The running component can also comprise a role component, an environment component and a management component. The character component is used for enabling the virtual object to select the interactive behavior. The role component can also comprise a model selection component, and the model selection component is used for selecting a model called by the operation component from the model library. The environment component is used for simulating the interactive environment and deducing the state of the interactive environment according to the interactive behavior of the virtual object. The management component is used for managing data of intermediate states in the interaction process of the virtual object and the interactive environment. The learning component can further comprise a data processing component, and the data processing component is used for pulling the interactive data from the buffer through the buffer component, carrying out batch processing on the interactive data, and providing the batch processed interactive data for the learning component for iterative training.

Wherein the data components are used to enable data to be transferred between the components. The data component may include an adaptation component, an agent component, and a batch component. The adaptation component is used for serializing and deserializing the interactive data. The proxy component is used for reading and writing data in the cache component.
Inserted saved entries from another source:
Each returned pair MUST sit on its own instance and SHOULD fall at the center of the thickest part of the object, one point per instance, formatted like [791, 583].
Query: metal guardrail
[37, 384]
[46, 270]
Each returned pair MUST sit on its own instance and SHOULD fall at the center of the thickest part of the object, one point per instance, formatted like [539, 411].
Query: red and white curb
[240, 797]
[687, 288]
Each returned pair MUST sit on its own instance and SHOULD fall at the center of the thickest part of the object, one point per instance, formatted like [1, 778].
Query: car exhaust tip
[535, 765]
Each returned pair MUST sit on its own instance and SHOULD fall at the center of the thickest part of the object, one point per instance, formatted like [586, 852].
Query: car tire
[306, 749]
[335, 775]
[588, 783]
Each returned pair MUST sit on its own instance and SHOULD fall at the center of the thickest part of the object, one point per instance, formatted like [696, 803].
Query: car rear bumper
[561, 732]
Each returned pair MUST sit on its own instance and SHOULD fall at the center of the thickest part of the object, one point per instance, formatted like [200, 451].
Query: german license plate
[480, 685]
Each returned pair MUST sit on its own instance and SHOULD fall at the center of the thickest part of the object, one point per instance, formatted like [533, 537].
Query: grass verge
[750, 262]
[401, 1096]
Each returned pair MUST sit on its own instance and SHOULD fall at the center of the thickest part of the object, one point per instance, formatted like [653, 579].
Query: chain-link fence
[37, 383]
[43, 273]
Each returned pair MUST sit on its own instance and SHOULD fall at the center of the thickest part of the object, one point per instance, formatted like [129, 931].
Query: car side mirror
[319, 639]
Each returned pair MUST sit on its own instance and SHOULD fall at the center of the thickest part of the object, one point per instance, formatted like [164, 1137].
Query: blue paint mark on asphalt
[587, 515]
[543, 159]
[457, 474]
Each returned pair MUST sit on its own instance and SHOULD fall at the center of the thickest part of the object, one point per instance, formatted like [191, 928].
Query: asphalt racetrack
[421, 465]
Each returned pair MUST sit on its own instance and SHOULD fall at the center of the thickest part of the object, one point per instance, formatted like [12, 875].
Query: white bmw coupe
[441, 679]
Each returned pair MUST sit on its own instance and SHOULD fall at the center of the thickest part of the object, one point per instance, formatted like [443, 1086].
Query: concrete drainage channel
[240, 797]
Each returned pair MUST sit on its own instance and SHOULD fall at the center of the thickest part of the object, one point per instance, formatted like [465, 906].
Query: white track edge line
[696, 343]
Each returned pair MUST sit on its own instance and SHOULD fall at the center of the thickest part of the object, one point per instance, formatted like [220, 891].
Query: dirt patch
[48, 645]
The batch processing component is used for carrying out batch processing on the interactive data. Wherein the policy component is configured to provide a policy for the virtual object to select the interaction behavior. The selectable policies of the virtual object include a top1 policy or a softmax policy, etc. The strategy component can comprise a model component and an algorithm component, and the algorithm component is used for providing an optimization algorithm. The reasoning component is used for improving reasoning efficiency through a batch processing model reasoning method. The schema component is used to define the distributed structure of the reinforcement learning system.

It should be understood that although the steps in the flowcharts of fig. 2, 4 and 6 are shown in sequence as indicated by the arrows, the steps are not necessarily performed in sequence as indicated by the arrows. The steps are not performed in the exact order shown and described, and may be performed in other orders, unless explicitly stated otherwise. Moreover, at least some of the steps in fig. 2, 4, and 6 may include multiple steps or multiple stages, which are not necessarily performed at the same time, but may be performed at different times, which are not necessarily performed in sequence, but may be performed alternately or alternately with other steps or at least some of the other steps or stages.

In one embodiment, as shown in fig. 8, there is provided a componentized reinforcement learning system comprising: an execution component 802, a learning component 804, and an evaluation component 806, wherein:

the operation component 802 is used for controlling the interaction between the virtual object and the interactive environment and storing the interactive data obtained by the interaction;

the learning component 804 is used for acquiring the stored interactive data and performing iterative training on the reinforcement learning model based on the interactive data;

the evaluation component 806 is configured to evaluate the reinforcement learning model obtained through the iterative training in the iterative training process, and determine whether the reinforcement learning model obtained through the iterative training satisfies an interaction condition according to an evaluation result;

the learning component 804 is further configured to update the model associated with the operating component by using the reinforcement learning model obtained through the iterative training when the reinforcement learning model obtained through the iterative training does not satisfy the interaction condition, so that the operating component controls the virtual object based on the updated reinforcement learning model.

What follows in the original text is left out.